Tuesday, August 25, 2009

Negotiating identity

I've started classes at CGU again. We have a lot of reading to do right off, because we're supposed to be teaching classes as Interns (which means getting paid to teach a full class load while studying) ASAP. Unfortunately, I don't have that job yet, so everything I'm learning is still just theory.

For one of my classes I am writing in a new blog, Negotiated Identity, reflecting on one chapter of a book called Negotiating Identities each week until the beginning of October.

The assignment is to create an "Interactive Journal" with my reflections on the book interacting with other readings and real life. I would also really love to interact with YOU in the journal. So please join the blog as a Follower, and tell me about how YOU have had to renegotiate your identity throughout your life, or about how your students are negotiation their own identities to fit in your classroom and school.

Saturday, August 15, 2009

We've already proven that we can

Sharon White responded to the previous blog post:

I so agree with your remark that we (second career teachers) don't need the kind of recognition that young new teachers need because we've had it.

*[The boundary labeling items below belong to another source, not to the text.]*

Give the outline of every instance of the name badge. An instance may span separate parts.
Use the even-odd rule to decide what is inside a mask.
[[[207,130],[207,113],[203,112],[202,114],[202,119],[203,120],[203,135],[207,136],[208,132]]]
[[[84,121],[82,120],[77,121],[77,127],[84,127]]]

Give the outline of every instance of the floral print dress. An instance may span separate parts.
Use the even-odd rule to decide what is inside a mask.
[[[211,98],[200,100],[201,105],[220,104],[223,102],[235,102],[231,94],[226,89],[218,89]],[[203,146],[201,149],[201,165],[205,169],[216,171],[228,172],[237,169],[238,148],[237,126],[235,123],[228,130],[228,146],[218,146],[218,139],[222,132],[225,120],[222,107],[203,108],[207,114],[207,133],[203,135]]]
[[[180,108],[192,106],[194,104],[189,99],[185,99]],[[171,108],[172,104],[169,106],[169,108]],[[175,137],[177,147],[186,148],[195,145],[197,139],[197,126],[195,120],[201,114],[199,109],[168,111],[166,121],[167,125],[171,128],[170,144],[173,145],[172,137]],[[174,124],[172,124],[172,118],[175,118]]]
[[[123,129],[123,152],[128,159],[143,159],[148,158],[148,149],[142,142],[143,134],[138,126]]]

People don't ask us why we "settled" for teaching because we've already made our marks in the 'real world'.

The phrase "those that can - do, those that can't - teach" doesn't apply to us. We've already proven that we can.

We're eager to take on the ancient role of elder mentoring the young.

When I was "preteaching" this summer, one of our duties was taking our students on breaks. I sort of felt like we were herding sheep, but since there were no official breaks, school rules required our herding. In the beginning it was sometimes hard to get them to come when break was over. Once I told them to just think of me as their mother. One kid replied "I never do what my Mom tells me to do." "Then think of me as your Grandma," I said. "Ohhh, that's different," he replied. "I'd never cross my Grammy!" and he came along. I never really had problems with them after that.

Friday, August 14, 2009

Do we mature teachers have the strength to keep going?

Schools Need Teachers Like Me. I Just Can't Stay wrote Sarah Fine in the August 9 issue of the Washington Post, which I found quoted in The Week magazine:
I quit, said Sarah Fine. After four years of teaching at a public charter school in Washington, D.C., I’m walking away from my students and my profession. Armed with high ideals and an Ivy League education, I became a teacher because I loved the idea of making a difference in young lives in urban school districts.

Teaching was sometimes “exhilarating,” but my best efforts to engage students from troubled families often failed. It was painful trying to reach “students such as Shawna, a 10th-grader who could barely read and had resolved that the best way to deal with me was to curse me out under her breath.” But though I tell people I’m burned out, my reason for leaving goes beyond simple frustration.

I’m tired of giving my all for a profession that is widely viewed as “second-rate,” fit only for people who lack the drive and the intelligence to make it in business, medicine, or law. People like me are constantly asked, Why teach? It’s “nice,’’ but it’s not a real job. Largely because of that attitude, half of all new teachers quit within five years. Now I know why.
People like Sharon White and Lou Groner, whom you can meet in the videos that follow, (and me and some of my classmates at Claremont Graduate University, too!) are going to try to bring our life-long experience to the classroom. I'm hoping that we will be able to bring the ballast of many years experience to help us through the frustrations that ended Sarah Fine's teaching career. We may not teach many more years than the 5 she mentioned, but I do hope that we will be able to catch the students' attention with our life stories and show them that education is worth while. We don't need as much reccognition as Sarah needs, because we've already gotten it.

Building a Kite

Here's another mature teacher who wants to make a difference.

Back To School

I met Sharon White at an interview day at Greeen Dot High Schools and then shared a room with her at the EnCorps Teachers bootcamp in June just as my classes at CGU were starting. I am proud to know her, and look forward to working with her when I start to teach.

I think we mature people can use our experience to inspire our students. Sharon's story is particularly impelling to her students. She's been where they are, and come back to help them get away.

Tuesday, August 11, 2009

I haven't written here in a long time. Classes at CGU and preteaching were exhilarating as well as exhausting. And since August 1, I've been visiting with family in Maine (see pictures!) But I liked this quote from the Sierra Club Daily Ray of Hope (my best source of quotes.) I thought it said a lot about teaching.
If you want to build a ship,
don't drum up the people to gather wood,
divide the work, and give orders.
Instead, teach them to yearn for the vast and endless sea.

-- Antoine de Saint-Exupery
What should our students yearn for to want to learn Algebra?